When they broke for air, Nikos repositioned Shiv between his legs, her back against his chest. He had one hand pressed against her belly, the other held his beer. Shiv was pacing herself; she’d started off too fast, out of nerves, and didn’t want to get drunk. His hand felt warm against her stomach. She liked it there, liked when he kissed her cheek, her ear, her neck. She also knew where it would lead, if she let it continue. Preoccupied with how and where they were going to meet, she hadn’t considered what she and Nikos were meeting for – what he might expect of her.

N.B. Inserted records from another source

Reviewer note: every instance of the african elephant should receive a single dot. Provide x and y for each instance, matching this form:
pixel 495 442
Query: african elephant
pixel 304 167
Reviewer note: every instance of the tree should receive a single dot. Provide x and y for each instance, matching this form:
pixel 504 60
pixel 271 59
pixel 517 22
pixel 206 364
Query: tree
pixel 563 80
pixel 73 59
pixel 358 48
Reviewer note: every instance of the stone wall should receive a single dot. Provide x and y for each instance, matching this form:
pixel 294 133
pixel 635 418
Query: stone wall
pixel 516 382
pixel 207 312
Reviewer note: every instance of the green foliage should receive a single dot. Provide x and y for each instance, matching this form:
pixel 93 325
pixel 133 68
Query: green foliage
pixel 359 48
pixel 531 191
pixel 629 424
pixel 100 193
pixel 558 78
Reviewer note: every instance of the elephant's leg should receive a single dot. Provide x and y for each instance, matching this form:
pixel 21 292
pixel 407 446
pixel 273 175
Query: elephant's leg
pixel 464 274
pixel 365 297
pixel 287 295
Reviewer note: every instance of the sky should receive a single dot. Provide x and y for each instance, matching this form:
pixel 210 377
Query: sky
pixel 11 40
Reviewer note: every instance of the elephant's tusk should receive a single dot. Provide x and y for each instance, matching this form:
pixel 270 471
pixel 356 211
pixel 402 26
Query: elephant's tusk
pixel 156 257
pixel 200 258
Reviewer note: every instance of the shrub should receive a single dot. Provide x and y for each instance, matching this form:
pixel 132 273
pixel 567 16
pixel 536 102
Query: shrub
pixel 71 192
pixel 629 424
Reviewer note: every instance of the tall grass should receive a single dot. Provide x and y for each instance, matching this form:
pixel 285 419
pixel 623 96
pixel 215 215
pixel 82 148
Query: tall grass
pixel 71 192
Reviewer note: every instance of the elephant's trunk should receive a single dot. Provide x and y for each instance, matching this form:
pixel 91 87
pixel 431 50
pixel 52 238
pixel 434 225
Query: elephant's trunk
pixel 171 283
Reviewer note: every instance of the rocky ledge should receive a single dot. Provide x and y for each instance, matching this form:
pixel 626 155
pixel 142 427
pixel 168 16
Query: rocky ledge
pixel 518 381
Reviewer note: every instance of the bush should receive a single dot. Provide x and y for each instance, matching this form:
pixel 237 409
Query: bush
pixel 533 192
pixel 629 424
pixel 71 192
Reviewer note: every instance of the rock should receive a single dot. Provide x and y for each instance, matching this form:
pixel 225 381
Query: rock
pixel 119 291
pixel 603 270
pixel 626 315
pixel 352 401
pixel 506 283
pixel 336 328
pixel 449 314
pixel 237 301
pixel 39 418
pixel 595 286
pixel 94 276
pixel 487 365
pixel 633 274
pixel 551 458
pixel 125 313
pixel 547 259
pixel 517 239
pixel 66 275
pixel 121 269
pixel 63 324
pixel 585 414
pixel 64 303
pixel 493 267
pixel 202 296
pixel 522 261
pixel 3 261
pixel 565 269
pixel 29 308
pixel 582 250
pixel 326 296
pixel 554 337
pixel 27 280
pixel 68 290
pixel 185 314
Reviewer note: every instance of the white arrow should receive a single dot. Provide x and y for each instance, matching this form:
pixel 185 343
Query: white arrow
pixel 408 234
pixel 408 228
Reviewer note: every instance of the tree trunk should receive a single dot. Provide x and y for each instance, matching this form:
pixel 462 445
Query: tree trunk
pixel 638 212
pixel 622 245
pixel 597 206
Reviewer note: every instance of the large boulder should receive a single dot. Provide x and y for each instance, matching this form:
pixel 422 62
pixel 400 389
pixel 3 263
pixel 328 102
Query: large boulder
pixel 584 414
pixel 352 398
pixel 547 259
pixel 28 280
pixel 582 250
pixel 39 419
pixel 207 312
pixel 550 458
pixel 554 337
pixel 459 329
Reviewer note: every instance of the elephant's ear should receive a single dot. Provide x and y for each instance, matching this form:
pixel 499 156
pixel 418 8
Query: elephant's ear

He’s nineteen. He thinks I’m seventeen.
Shiv felt seventeen, just then. Twenty, twenty-five; older and wiser than she’d ever felt. Was it because of Nikos, or did it come from inside her? Whatever, she knew no boy her own age would have sat like that for long without groping her.
“How’d you hurt yourself?” Nikos asked, stroking the bump on her forehead.
“Volleyball. On the beach today – me and Declan against Mum and Dad.”
They raised their beer bottles simultaneously, sipped, lowered them again. “Synchronized drinking,” Shiv said. She was gently raking the fingernails of her free hand though the hairs on Nikos’s forearm.
“You like being with your family?”
“When we’re like that I do. Even Dad, wanting to win so bad.”
“Your brother likes to win too. Last night – at the football.”
“I guess. Not like Dad though. Declan wants to do well to prove to himself that he can. Like with the windsurfing.”